An overnight marinade makes these ribs a big hit on game day. Serve alongside sauerkraut, baked beans and coleslaw.
- 3 racks baby back ribs
- 1⁄4 cup salt
- 1 tablespoon paprika
- 1⁄2 tablespoon garlic powder
- Olive oil, as needed
- 3 cloves garlic
- 12 ounces plus 3 liters of Coca-Cola®
- 6 tablespoons yellow mustard
- 1 tablespoon pepper
- 1⁄2 tablespoon cayenne
- 1 yellow onion, diced
- 28 ounces ketchup
- 2 teaspoons liquid smoke
- One day in advance, remove the membranes from the underside of the ribs.

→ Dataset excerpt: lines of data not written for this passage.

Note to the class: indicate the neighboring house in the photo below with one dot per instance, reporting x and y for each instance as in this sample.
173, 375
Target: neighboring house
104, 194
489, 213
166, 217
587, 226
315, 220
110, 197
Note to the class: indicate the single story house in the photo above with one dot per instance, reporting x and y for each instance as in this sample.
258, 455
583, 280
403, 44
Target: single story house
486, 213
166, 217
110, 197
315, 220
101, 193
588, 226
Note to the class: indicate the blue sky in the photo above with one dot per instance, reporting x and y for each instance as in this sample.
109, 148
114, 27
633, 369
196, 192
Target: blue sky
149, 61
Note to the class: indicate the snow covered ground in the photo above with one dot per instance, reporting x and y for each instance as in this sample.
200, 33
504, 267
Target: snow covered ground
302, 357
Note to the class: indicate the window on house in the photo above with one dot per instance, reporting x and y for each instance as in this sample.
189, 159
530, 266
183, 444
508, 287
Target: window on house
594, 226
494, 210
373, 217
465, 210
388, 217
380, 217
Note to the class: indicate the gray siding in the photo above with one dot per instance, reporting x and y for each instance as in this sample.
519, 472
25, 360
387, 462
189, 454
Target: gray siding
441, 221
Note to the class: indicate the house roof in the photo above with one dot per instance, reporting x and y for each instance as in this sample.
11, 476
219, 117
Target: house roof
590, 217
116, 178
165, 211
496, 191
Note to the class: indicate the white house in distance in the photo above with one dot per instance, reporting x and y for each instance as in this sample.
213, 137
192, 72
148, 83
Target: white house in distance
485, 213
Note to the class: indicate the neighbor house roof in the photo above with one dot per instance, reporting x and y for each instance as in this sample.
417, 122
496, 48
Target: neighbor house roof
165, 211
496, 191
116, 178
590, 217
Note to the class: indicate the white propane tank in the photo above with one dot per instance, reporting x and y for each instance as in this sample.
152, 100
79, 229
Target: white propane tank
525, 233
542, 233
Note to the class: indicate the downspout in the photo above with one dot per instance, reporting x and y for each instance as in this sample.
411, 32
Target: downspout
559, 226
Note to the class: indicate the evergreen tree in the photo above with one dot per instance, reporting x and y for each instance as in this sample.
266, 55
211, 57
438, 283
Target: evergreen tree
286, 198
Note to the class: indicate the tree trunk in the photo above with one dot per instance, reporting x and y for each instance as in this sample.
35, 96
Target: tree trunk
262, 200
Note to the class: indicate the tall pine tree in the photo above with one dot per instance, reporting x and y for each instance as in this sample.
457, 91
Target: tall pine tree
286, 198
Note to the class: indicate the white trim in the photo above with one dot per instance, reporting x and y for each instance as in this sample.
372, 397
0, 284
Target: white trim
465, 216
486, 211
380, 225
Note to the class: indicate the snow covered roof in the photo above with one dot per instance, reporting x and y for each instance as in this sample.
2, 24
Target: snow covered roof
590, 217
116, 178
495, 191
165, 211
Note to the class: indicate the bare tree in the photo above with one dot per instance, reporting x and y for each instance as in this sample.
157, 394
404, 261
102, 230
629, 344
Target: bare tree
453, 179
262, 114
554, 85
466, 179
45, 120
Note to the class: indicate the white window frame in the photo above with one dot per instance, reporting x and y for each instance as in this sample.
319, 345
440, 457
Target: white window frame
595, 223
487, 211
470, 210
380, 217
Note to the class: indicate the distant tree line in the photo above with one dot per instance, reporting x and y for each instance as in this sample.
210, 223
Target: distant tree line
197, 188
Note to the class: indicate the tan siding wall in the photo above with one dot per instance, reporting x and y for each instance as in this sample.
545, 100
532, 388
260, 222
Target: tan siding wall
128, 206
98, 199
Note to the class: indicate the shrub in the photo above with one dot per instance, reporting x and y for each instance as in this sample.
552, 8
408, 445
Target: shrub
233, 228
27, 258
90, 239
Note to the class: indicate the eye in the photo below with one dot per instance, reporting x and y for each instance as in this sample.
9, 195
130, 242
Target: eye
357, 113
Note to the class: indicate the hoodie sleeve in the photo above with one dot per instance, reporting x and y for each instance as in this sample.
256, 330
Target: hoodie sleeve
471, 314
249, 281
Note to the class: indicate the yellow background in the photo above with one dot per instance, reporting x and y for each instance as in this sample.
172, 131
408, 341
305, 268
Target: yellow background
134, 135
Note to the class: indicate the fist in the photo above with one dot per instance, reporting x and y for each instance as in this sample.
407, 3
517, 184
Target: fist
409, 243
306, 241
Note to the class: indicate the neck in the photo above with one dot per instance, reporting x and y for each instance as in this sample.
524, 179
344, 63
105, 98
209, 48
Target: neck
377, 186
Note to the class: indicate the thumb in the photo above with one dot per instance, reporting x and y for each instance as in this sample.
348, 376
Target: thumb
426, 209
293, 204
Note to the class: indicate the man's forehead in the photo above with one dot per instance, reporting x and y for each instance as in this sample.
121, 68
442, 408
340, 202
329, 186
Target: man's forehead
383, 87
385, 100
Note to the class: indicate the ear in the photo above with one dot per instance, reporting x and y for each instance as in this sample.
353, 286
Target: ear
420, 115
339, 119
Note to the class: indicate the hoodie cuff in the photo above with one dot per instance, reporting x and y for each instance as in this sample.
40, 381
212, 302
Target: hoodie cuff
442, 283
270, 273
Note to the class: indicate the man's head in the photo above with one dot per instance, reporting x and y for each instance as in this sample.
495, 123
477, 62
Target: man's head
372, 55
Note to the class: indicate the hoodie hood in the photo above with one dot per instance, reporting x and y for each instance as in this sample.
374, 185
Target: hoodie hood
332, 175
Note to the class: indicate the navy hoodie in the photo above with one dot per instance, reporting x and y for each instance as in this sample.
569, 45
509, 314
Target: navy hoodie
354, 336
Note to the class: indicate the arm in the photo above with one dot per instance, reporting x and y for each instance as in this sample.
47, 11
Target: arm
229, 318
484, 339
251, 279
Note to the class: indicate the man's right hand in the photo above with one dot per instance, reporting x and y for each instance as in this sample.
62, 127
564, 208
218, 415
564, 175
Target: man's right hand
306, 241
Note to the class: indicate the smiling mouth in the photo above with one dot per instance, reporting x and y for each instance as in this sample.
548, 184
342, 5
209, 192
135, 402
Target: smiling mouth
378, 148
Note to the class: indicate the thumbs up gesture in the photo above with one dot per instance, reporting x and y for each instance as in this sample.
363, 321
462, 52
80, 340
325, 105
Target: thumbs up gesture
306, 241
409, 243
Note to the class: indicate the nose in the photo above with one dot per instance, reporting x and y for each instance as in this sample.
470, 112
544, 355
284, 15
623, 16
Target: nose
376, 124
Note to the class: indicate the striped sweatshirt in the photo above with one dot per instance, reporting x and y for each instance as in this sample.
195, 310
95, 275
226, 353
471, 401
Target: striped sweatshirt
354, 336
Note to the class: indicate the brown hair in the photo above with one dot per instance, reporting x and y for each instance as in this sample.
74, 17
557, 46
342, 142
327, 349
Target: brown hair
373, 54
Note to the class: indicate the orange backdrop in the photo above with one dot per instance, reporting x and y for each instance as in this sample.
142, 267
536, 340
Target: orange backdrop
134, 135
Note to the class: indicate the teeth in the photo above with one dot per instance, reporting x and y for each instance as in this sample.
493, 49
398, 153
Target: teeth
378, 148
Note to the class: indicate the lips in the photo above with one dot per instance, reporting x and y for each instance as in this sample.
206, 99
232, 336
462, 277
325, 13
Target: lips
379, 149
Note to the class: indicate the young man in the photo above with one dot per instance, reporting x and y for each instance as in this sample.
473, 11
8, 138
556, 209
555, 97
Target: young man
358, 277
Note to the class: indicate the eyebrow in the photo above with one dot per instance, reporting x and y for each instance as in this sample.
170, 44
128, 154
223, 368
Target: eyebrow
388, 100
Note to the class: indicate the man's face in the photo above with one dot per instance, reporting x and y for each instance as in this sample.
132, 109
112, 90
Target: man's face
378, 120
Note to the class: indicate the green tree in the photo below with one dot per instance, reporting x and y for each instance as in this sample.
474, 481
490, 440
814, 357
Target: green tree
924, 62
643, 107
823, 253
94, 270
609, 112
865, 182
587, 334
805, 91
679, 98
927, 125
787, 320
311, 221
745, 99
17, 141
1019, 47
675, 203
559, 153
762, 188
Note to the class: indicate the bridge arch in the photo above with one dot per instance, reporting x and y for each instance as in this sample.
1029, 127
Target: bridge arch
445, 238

Rub 2 Tbsp. of mustard onto the top of each rack of ribs. In a large bowl, combine salt, pepper, paprika, cayenne and garlic powder.
- Generously season the tops of the ribs until well coated. Place the ribs in large, shallow pans and add soda to nearly cover. Cover and marinate in the refrigerator overnight, flipping once, if possible.
- Preheat oven to 350°F. Wrap each rack of ribs loosely in aluminum foil and begin to crimp edges to make sealed packages. Add about 1/2 cup of the marinating liquid to the foil packages before sealing entirely. Place the sealed packages on rimmed baking dishes, and bake for 1 hour.
- Meanwhile, start the BBQ sauce. Place a large saucepan over medium-high heat with olive oil. Sauté the onion and garlic until soft, about 3-5 minutes. Add the remaining ingredients, bring to a simmer, and reduce heat to low. Simmer 15-20 minutes or until thickened. Reserve in the refrigerator until ready to use.
- Remove the ribs from the foil packaging, discard the foil, and return the ribs to the oven for 15 minutes. Remove the ribs and increase the oven temperature to 400°F. Brush the ribs with BBQ sauce and return to the oven for 5 minutes. Cut each rack into 3 portions and serve with additional BBQ sauce, if desired.
- Tips: For added heat, double the cayenne in the rub and add 1 1/2 tsp. of chili powder to the BBQ sauce.